Back to the OP issue:
It was noted that universal links/app links are one per SIOP provider and not per SIOP instance
Maybe there’s a different underlying model considered, but I associate a SIOP instance one-to-one with an application. Also, with universal links, one associates an URL with an application id (in the sense of the mobile platform), not with the publisher of the application, so I’d rather expect to read that universal links are one per SIOP instance.
Is it considered in this issue that we could have more than one instance of the same SIOP application deployed on the same device? Or is there a different meaning to read in “SIOP instance”?
-
reporter
I am not sure there is a need to add any specification text to clarify this? (cc @Torsten Lodderstedt @Michael Jones @George Fletcher )

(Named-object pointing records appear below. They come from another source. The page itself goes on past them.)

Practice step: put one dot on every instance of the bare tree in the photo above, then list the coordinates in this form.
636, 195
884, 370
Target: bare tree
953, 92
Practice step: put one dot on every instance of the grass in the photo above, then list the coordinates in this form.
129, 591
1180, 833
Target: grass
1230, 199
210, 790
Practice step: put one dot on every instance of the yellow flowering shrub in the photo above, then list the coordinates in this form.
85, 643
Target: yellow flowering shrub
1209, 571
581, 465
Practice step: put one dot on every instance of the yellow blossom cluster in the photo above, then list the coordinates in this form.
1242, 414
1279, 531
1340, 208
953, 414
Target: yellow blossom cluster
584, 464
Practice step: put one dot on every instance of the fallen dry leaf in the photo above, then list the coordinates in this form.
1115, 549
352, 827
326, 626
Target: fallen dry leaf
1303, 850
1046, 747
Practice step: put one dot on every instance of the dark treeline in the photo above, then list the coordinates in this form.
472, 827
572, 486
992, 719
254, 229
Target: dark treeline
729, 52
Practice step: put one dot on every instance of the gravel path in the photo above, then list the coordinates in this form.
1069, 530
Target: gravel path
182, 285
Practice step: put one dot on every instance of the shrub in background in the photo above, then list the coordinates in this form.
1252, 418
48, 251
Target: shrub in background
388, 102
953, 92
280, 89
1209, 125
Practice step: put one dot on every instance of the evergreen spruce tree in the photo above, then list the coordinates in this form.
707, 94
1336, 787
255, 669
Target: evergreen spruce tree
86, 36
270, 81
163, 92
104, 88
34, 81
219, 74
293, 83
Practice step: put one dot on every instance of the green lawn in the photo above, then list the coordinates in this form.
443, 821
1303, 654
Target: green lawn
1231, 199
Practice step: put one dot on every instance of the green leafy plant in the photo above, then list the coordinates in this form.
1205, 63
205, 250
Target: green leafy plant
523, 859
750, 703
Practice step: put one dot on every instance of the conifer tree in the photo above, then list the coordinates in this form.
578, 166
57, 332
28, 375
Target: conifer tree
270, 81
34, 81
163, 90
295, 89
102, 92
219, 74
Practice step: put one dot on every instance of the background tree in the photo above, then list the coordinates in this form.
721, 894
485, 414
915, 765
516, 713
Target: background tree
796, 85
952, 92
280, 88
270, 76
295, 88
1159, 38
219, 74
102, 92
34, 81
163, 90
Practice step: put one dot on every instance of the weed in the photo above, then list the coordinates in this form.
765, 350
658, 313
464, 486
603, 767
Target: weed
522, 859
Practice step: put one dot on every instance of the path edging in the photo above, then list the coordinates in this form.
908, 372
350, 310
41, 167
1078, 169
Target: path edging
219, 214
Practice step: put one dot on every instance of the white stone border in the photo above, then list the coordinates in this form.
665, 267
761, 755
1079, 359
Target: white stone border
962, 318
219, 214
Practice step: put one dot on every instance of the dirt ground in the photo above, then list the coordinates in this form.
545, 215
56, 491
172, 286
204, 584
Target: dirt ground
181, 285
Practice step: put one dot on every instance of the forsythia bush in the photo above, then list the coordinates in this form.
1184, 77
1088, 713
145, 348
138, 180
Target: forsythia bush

If not, I’m ok closing this one
-
reporter
- changed status to closed
using universal link/app link is the answer
- Log in to comment
If VCs are being used, then getting back to the “right” SIOP is irrelevant. The whole point of VCs is that the Issuer identifies the user to the RP. (The SIOP is just a protocol engine for passing the VCs from the holder to the RP.) So the real question should be “how can the RP get back to the same user each time?” The answer is simple. The RP gets the same VCs from the same issuers each time. This is a new mindset and a new paradigm - one that is focussed on IDENTITY and not on IDENTIFIERs. So the RP is not interested in getting back a username that it (or someone else issued) - unless that username is presented as a unique identifier in a VC. Instead the RP is interested in getting back the same identity each time. This is comprised of a set of identity attributes that together uniquely identify each user. In the simplest case there only needs to be one VC containing one unique identifier (e.g. email address), but this is the degenerate case of the broader concept.